There's really no good reason you should use conventional financing yourself, with all of the tricks you should know. The exception might be if you are a portfolio investor and are refinancing your properties, or if you are purchasing commercial properties. Generally, the best way to take out conventional financing is any way but in your own name. Qualification is based on the borrower's income, assets, and credit profile, and requires a personal guarantee of repayment. There are much better positions you could be in as an investor.

The alternative financing methods might be referred to as nonconventional. These would include the methods of raising cash traditionally used by investors, generally known as hard money and private money. Hard money is typically intended for the acquisition of rehab properties. It has a high interest rate, a low loan to value ratio, and usually a short term balloon note of six months or a year.

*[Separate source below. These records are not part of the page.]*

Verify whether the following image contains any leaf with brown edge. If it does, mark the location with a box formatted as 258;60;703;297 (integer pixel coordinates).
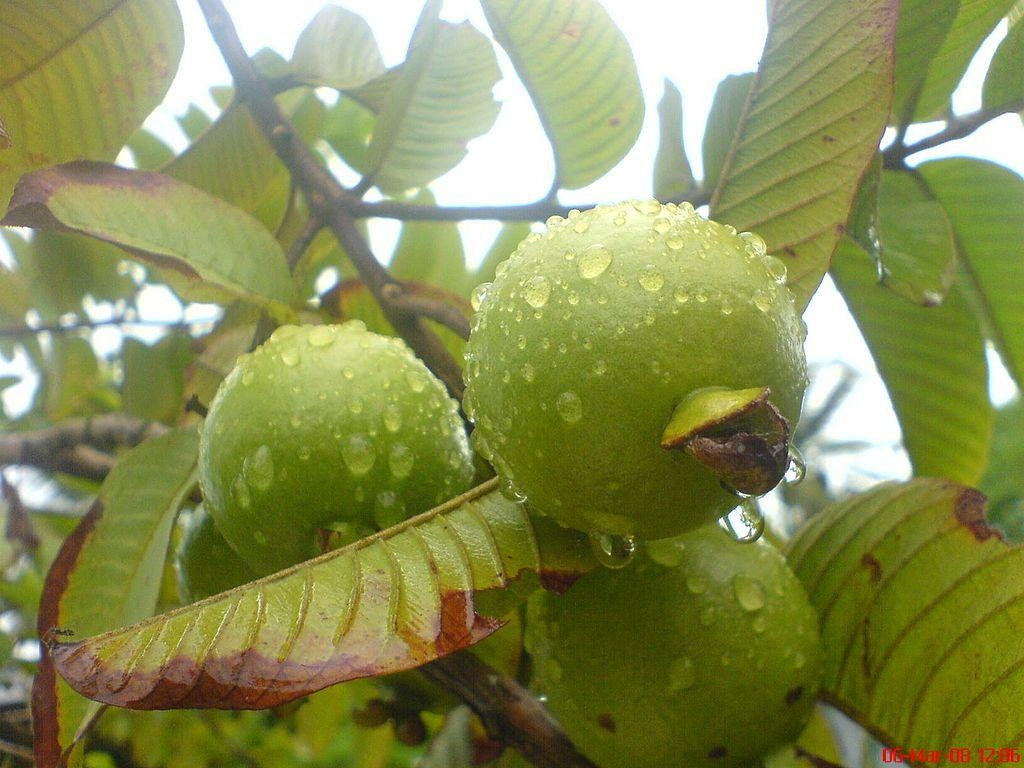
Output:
32;428;199;768
0;161;291;314
711;0;899;309
788;478;1024;755
50;481;595;710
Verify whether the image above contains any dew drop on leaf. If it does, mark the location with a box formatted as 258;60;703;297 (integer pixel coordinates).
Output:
590;531;637;568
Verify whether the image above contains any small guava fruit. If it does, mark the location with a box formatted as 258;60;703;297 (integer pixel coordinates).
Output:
525;524;822;768
200;321;473;574
174;505;258;603
464;201;807;539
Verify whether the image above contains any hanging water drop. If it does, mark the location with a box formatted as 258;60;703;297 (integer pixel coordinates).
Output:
590;530;637;568
718;497;765;544
782;445;807;485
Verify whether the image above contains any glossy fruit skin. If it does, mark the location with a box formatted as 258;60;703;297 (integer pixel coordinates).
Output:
526;524;822;768
464;201;807;539
200;321;473;575
174;505;258;603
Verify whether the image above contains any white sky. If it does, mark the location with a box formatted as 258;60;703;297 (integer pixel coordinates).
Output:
2;0;1024;493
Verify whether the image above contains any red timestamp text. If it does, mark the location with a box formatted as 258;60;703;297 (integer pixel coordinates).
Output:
882;746;1024;765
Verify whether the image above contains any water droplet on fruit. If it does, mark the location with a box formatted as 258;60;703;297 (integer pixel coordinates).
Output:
231;475;253;509
782;445;807;485
669;656;697;693
384;402;401;432
555;392;583;424
732;573;765;612
469;283;490;312
387;442;416;478
242;445;273;492
577;244;611;280
522;274;551;309
637;264;665;293
754;289;772;312
341;434;377;475
590;531;637;568
718;498;765;544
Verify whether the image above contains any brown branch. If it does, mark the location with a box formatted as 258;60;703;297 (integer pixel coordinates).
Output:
199;0;463;399
420;652;596;768
882;99;1024;169
0;414;167;479
348;189;710;221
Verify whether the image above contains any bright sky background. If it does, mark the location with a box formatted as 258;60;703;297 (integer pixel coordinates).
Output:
6;0;1024;493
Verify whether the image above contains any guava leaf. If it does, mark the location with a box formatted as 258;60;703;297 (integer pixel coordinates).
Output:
32;428;199;768
904;0;1016;123
654;80;694;201
981;9;1024;112
480;0;644;189
788;478;1024;764
918;158;1024;386
890;0;961;125
367;0;501;193
50;481;595;709
700;72;755;189
831;239;993;483
288;5;386;90
0;161;291;311
160;89;325;231
872;170;956;305
978;397;1024;544
711;0;899;309
0;0;184;209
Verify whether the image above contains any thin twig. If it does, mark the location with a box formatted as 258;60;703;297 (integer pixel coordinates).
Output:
420;652;596;768
0;414;167;479
882;99;1024;168
199;0;463;399
348;189;709;221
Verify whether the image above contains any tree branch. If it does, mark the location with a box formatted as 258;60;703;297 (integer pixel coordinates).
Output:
347;189;710;221
420;652;597;768
882;99;1024;169
193;0;463;399
0;414;168;480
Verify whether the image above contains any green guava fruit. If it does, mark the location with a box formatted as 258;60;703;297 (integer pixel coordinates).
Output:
464;201;807;539
199;321;473;575
525;524;822;768
174;505;258;603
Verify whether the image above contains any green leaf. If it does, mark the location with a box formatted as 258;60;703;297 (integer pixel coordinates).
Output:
918;158;1024;386
481;0;644;189
367;1;501;193
161;89;325;231
890;0;961;125
982;10;1024;112
701;72;755;189
0;0;184;209
872;171;956;305
913;0;1016;123
390;189;472;295
288;5;385;90
33;429;199;768
978;398;1024;544
121;333;193;424
0;162;291;313
831;239;993;483
790;479;1024;764
50;481;595;709
654;80;694;201
711;0;899;308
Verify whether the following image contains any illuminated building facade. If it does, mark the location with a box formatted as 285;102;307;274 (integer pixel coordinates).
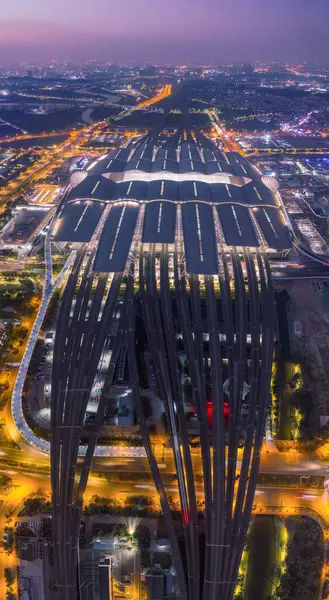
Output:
51;134;291;600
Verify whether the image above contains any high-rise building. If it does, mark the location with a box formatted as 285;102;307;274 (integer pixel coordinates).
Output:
51;133;291;600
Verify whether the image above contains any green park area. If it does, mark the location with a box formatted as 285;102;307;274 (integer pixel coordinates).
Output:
244;516;278;600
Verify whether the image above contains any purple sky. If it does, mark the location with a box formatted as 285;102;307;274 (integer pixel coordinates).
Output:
0;0;329;64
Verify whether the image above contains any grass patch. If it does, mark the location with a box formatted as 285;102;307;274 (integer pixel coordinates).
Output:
245;516;277;600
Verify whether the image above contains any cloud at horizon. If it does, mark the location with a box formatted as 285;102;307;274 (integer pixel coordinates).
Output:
0;0;329;65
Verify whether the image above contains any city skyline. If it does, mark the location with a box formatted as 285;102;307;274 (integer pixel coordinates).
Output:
0;0;329;65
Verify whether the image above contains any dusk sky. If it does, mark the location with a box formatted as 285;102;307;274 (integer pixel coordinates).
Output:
0;0;329;65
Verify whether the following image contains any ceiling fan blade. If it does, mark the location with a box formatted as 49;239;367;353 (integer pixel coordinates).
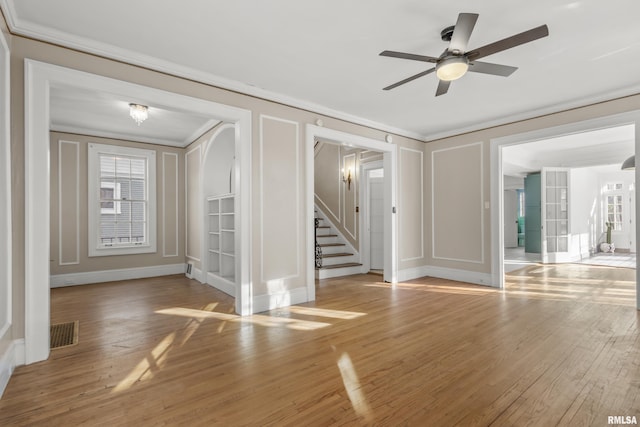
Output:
436;80;451;96
380;50;438;64
469;61;518;77
464;25;549;61
449;13;478;52
382;68;436;90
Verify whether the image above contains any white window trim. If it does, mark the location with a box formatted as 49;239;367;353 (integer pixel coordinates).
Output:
87;143;157;257
602;181;628;233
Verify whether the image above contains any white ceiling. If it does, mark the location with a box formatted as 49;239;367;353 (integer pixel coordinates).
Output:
502;125;635;177
0;0;640;140
50;87;220;147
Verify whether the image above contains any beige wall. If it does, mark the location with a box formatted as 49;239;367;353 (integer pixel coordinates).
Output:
50;132;184;275
314;142;362;247
0;13;11;368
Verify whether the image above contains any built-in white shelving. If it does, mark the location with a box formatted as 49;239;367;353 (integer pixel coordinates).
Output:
207;194;236;292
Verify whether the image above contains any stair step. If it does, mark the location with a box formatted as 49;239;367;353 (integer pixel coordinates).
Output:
319;262;362;270
322;252;353;258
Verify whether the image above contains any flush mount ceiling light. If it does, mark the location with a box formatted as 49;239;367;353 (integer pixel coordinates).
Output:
436;56;469;82
380;13;549;96
129;104;149;126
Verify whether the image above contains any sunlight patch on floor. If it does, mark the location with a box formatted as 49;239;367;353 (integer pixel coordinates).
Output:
278;305;367;320
113;332;176;393
338;353;373;423
365;283;498;295
156;307;331;331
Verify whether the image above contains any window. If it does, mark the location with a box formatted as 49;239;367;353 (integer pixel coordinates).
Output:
605;182;623;231
88;144;156;256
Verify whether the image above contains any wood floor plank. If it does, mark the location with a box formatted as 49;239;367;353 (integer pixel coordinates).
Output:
0;265;640;426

Private money just means money borrowed from a private individual, and can come from a person's savings or retirement fund, according to whatever terms you negotiate. Qualifying for these types of financing doesn't necessarily involve your credit profile or financial status, but rather the terms and quality of the deal and your relationship with the lender. To acquire them you will have to present a deal to the lender that they will feel safe investing in.

There is a third category of financing, which might be called creative financing and which consists of other types that don't fit into the previous two categories. One example is subject to financing, which is just the lingo for taking over the existing payments when you take control of a property.

You will acquire the property by deed and bring and keep the mortgage payments current, but the loan will stay in the name of the original borrower. This is basically the safest form of financing ever invented.

A second type of creative financing is seller financing, where the seller of the property carries back a mortgage. This may only be used to partially fund the transaction, perhaps as a second mortgage, or the seller may carry everything but the down payment. And finally, some investors now teach about how to obtain and use business lines of credit for real estate investing purposes. Capital in the form of business lines of credit and business loans is readily available to all new businesses with effective leadership.

Don't consider this article exhaustive, because new techniques of financing are always waiting to be invented. This is an area of real estate where cleverness and creativity can unlock many doors.